9 thoughts on “What Does Your Dataset Contain?

  1. Surprised to see an article like this not having reference to the Finding Aids work that came out of museum and library culture in the 1990s.

    1. Hi Liam,

      To be honest it never occurred to me to look at this from an library or archiving perspective. At least not beyond Dublin Core style metadata. Were you thinking of Encoded Archival Descriptions, or something else? Any pointers appreciated!

      Cheers,

      L.

      1. EAD would be a good place to start (Dan Pitti comes to mind). There’s been a ton of work in this area since then, and I’m afraid I haven’t been following it directly.

  2. Hi Leigh,

    Nice! This seems like a reasonable collection of categories to me.

    What is not entirely clear to me though are the subcategories “Structure” and “Internals.” In particular:
    * What exactly differentiates these groups of information?
    * Is it may be better to think of the subcategory “Structure” as information about the logical organization of the dataset, and “Internals” as information about the physical organization of the dataset?
    * Why do you categorize information about RDF terms and vocabularies used in the data as “Internals” and information about the schema used as “Structure”?

    Cheers,
    Olaf

  3. When attempting to visualize the ‘size’ of each of our product implementations, we have imagined a diagram similar to the wordle thing. Lots of ‘object types’ (in our case Book, Journal, Working Paper, Chapter, Article, Publisher, Author etc) whose size is related to the number of instances of that object type in the data. Next to each object type is the actual number so that we can measure one implementation against another. While this method does not count the actual triples related to each type OR the total actual size of the data, it does help simple visualization and comparison. I suspect this approach might be useful for a first pass on other data sets?

    In fact, could a wordle type algorithm not be passed across the whole data set in order to provide a first pass at an algorithmic understanding of the data?

    1. Size-weighted tag clouds (the more generic term) can be useful, although typographic variations (e.g. ascenders nd descenders) and psychological perceptual weighting (some terms will leap out almost without thought) can limit the effectiveness of a tag cloud for formal study.

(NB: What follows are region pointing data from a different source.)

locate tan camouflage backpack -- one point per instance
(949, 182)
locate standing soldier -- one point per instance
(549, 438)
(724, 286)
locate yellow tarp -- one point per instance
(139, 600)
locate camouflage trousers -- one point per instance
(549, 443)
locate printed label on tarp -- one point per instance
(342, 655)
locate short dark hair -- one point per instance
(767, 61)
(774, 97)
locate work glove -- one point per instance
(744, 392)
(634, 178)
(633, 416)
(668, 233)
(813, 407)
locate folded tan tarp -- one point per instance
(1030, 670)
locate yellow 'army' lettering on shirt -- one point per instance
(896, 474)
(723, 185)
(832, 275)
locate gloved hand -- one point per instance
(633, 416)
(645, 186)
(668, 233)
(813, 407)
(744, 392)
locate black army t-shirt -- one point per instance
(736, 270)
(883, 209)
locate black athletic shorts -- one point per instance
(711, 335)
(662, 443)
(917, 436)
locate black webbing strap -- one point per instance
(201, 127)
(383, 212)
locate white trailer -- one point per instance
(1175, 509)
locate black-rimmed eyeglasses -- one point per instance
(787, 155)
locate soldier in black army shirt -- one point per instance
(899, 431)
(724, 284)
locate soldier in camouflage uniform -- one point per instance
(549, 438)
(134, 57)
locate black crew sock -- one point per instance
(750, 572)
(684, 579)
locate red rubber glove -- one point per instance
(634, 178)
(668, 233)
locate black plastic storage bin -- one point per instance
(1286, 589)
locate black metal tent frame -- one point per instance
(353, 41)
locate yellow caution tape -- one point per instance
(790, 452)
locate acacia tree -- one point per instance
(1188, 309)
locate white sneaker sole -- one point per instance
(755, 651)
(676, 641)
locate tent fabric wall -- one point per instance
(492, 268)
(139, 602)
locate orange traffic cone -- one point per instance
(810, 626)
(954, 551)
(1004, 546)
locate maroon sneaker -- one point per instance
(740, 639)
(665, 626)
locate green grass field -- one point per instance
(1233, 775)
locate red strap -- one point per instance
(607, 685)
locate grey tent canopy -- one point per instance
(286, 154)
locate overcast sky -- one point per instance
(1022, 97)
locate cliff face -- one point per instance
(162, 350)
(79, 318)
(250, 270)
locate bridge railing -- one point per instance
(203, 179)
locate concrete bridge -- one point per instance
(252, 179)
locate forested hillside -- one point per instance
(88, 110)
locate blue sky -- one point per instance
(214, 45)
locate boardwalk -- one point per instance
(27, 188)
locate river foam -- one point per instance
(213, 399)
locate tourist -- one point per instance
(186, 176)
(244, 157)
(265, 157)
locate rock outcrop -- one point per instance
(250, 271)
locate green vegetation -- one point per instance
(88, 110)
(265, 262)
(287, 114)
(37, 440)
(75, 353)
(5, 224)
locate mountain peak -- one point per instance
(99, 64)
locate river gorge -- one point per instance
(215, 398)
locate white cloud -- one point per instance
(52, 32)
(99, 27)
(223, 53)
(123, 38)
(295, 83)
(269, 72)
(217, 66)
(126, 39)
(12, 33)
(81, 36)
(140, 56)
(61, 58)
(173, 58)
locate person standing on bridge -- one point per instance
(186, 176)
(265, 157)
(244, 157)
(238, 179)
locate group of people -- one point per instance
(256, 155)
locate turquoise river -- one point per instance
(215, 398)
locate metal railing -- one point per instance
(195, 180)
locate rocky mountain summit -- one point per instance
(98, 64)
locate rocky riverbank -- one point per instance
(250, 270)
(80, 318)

      The main danger I see is that you need to have analyzed the data and determined which features to present, which can lead to missing major features. A secondary difficulty is in choosing term weighting. This is a general problem in information retrieval, especially Salton-style cosine vector approaches, where longer texts are always reported to be more “relevant” to a query than shorter texts because they contain the search terms more often. The most important term in a vocabulary is often document.title, but it occurs only once per document. For example, _Encyclopædia Britannica_ 🙂

      One approach to resolving the relative differences between a word such as _whitehouse_ occurring in the E.B. and the same word occurring in a telegram from George Bush to the ben Laden family might be to use Situational Semantics, an emerging field that considers both context and situation.

      For now, in the case that you have some knowledge of your data and some control over it, you’re obviously in a good position to produce finding aids. Even there, there’s a question about what the person using the finding aids is actually seeking. When I’m looking for a particular illustration to answer an image search request for a stock image, perhaps to illustrate a book or a documentary, I find that most people scanning or photographing books and putting them online are in many cases not interested even in mentioning whether the books are illustrated, let alone naming the artists.

      My conclusion so far is that to a large extent the best finding aids are dynamic, but based on guiding information provided by a curator.